Aquí hay una frustración que aparece una y otra vez en los foros de SEO técnico: alguien revisa sus estadísticas de rastreo y descubre que Googlebot machaca páginas que no le importan a nadie, listados de eventos antiguos, combinaciones de filtros, archivos de etiquetas, mientras que páginas realmente importantes se visitan una vez al mes. Se siente al revés. ¿Por qué un motor de búsqueda gastaría su tiempo en sus páginas más débiles e ignoraría las mejores?

La respuesta es que los rastreadores no saben qué páginas importan hasta que las miran, y las páginas de bajo valor tienen la costumbre de multiplicarse hasta desplazar a todo lo demás.

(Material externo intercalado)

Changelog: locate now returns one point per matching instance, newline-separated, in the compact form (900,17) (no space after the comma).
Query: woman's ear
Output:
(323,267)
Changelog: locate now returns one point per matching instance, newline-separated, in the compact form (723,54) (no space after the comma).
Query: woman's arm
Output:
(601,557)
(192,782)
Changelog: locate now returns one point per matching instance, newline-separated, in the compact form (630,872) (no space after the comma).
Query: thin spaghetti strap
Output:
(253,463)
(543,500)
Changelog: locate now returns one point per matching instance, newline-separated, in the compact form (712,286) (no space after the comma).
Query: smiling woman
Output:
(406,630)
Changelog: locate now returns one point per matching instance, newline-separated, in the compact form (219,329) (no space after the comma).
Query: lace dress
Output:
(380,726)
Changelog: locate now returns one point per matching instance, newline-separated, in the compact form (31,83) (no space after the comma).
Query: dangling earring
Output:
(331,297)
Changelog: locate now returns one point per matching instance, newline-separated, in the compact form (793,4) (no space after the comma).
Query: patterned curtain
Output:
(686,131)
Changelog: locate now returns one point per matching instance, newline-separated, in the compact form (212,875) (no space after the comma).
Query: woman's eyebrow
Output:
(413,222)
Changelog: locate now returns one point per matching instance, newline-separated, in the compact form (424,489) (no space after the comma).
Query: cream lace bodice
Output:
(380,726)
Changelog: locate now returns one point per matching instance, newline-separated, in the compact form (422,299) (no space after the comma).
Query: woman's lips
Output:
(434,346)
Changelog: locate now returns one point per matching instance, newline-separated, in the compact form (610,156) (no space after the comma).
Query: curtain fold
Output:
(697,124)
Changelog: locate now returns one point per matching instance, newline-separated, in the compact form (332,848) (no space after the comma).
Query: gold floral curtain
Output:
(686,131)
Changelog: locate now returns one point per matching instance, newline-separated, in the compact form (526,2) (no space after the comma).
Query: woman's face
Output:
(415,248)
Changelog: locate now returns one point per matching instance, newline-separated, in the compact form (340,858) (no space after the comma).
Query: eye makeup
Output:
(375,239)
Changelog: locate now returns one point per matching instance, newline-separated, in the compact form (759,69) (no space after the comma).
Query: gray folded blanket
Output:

Esta guía explica por qué ocurre, cómo encontrar a los culpables y cómo devolver la atención del rastreo adonde corresponde.

¿Qué es el presupuesto de rastreo y a quién debería importarle?

El presupuesto de rastreo es la cantidad de URL que un motor de búsqueda está dispuesto a rastrear en tu sitio en un período dado. Lo definen dos cosas: cuánto rastreo aguanta tu servidor sin ralentizarse (capacidad de rastreo) y cuánto quiere rastrear el motor según la importancia y la frescura de tu sitio (demanda de rastreo).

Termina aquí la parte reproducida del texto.